Há muito que eu não assistia a um filme tão lindo! Pena que não escontrei ninguém que o tenha assistido ainda. Esses filmes alternativos são difíceis de serem assistidos por jovens acostumados com a velocidade que nos cerca em todos os sentidos atualmente. Nesse filme pude chorar, rir, chorar e rir ao mesmo tempo e pensar, pensar muito. No filme, o protagonista sofre um ataque e fica paralisado, enclausurado em seu corpo, o escafandro. Seu único meio de contato com o mundo passa a ser seu olho esquerdo, a borboleta, pensando bem, sua imaginação também era a borboleta. Com esse olho ele consegue se comunicar com o mundo, escreve um livro. “Ha, ha, ha, ha” devem estar pensando quem não assistiu. “Como é que se escreve um livro com um olho? Muita tecnologia?”. Não. Humanidade pura, sublime. Aliás, muito humano o filme inteiro, um exemplo de erros, perdão, desentendimentos, medos, resitência, arrependimentos, mentiras, verdades, infantilidade, maturidade e amor. Tudo o que de uma forma ou de outra vivemos em nossas vidas.

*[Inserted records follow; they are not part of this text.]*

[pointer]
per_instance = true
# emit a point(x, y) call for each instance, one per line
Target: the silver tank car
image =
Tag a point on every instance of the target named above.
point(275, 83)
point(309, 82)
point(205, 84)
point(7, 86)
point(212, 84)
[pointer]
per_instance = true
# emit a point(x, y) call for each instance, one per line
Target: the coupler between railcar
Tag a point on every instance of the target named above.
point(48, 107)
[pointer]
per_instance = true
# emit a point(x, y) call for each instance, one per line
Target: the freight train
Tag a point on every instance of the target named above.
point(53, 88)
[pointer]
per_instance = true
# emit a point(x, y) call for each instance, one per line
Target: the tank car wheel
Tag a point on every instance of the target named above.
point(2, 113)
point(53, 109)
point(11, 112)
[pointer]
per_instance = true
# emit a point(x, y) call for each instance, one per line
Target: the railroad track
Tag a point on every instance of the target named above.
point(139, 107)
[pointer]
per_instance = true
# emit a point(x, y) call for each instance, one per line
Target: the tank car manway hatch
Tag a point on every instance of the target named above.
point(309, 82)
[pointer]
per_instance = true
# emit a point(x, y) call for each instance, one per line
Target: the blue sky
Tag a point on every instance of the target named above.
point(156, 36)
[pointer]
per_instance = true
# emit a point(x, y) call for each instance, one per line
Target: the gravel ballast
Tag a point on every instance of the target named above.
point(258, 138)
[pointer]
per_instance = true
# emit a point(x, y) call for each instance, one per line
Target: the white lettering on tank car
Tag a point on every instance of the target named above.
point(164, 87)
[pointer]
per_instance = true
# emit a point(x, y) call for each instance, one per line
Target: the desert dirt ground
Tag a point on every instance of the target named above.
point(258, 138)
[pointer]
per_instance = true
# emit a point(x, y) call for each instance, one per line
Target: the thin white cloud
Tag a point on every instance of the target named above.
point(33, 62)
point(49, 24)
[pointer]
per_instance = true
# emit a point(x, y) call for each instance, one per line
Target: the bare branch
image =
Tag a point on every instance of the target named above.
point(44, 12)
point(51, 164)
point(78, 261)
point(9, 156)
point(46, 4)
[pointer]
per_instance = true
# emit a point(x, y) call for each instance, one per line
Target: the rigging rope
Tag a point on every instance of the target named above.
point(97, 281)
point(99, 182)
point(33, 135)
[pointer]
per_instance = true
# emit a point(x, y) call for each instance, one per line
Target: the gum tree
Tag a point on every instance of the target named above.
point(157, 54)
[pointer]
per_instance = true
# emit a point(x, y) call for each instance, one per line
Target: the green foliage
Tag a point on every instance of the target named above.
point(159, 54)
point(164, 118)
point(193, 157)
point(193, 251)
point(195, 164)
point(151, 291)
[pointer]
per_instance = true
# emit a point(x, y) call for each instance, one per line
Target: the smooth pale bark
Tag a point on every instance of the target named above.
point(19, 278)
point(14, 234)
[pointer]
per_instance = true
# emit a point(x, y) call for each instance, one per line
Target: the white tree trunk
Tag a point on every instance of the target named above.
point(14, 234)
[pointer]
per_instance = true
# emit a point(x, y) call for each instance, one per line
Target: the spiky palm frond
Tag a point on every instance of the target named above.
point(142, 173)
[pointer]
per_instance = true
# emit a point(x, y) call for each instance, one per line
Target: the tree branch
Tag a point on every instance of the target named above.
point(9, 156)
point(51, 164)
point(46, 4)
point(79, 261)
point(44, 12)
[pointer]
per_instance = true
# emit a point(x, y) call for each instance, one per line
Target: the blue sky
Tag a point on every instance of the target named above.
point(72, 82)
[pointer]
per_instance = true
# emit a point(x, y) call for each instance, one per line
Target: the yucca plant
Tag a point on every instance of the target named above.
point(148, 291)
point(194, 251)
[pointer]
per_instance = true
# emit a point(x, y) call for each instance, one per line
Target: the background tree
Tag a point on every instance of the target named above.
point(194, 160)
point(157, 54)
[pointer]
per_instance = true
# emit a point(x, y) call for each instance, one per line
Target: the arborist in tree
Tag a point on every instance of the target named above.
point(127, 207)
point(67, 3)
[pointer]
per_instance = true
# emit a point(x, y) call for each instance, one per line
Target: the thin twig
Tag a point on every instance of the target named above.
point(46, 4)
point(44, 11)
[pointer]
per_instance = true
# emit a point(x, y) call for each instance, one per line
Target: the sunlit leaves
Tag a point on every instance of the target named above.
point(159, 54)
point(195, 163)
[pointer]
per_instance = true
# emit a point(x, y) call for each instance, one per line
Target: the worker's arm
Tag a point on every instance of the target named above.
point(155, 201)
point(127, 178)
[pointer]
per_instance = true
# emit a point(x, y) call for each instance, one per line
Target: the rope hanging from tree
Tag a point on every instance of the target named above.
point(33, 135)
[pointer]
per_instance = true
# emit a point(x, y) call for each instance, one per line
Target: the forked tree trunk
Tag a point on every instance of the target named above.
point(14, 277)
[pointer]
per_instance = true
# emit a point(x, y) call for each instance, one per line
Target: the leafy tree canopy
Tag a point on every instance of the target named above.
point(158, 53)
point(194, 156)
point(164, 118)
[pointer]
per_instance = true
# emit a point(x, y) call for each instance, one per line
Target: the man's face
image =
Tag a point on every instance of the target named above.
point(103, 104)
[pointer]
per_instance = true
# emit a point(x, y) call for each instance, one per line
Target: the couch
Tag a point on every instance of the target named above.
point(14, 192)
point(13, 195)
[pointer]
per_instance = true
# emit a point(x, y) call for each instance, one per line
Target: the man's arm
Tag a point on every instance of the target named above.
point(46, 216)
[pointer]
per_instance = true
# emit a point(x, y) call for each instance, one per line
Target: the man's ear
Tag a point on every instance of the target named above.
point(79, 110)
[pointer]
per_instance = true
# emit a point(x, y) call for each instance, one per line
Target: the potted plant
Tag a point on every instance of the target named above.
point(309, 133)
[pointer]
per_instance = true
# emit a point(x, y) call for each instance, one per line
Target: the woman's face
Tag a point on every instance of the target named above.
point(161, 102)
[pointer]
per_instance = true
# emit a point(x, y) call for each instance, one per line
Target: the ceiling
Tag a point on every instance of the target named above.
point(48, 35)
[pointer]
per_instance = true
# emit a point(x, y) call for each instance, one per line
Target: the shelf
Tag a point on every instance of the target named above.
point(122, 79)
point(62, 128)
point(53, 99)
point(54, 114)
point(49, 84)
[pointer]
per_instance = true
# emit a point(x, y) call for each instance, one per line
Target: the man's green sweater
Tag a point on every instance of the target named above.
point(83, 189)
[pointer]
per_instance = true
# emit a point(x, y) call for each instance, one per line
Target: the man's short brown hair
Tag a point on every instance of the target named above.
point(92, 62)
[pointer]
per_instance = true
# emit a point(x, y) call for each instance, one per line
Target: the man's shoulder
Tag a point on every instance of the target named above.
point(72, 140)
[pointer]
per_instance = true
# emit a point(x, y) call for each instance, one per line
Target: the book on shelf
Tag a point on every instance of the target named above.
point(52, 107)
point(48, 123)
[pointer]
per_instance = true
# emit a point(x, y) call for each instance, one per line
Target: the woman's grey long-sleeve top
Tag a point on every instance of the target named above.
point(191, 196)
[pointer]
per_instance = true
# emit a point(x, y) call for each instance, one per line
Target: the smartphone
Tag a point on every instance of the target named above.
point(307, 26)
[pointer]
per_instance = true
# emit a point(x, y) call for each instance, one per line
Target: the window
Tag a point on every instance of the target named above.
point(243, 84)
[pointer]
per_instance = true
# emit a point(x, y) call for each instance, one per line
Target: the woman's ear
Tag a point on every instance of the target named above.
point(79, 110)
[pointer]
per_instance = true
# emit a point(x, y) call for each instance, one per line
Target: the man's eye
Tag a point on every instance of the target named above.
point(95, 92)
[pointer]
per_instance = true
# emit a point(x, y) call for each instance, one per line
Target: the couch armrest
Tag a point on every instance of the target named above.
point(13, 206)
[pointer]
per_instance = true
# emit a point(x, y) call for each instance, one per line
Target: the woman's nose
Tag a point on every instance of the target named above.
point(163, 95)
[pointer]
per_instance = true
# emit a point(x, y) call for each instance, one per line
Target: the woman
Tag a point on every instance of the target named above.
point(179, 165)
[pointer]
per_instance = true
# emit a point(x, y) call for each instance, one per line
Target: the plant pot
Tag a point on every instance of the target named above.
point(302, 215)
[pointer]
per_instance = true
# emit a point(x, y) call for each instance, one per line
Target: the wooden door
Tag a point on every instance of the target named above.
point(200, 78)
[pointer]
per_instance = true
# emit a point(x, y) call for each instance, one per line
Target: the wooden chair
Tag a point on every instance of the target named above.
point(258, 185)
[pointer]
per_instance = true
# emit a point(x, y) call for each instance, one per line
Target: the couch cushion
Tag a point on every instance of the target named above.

O filme me fez pensar em como nos deixamos ficar presos em escafandros sem saber quais são, diferentemente do protagonista do filme que após o seu ataque pode saber muito bem qual era o seu escafândro. Muitas vezes nem queremos saber. Não sabemos o que nos enclausura, logo não sabemos quais são as borboletas que nos fariam voar. Para mim esse filme foi uma das muitas borboletas que encontrei. Estou voando…
Julho 31, 2008 às 4:51 pm
UAU! Além de me apaixonar por você inteiramente, desde sua beleza exterior como principalmente pela interior, suas palavras estão encantadoras! Olha que falo de escritor para uma nova escritora! TE AMO! OBRIGADO SENHOR JESUS!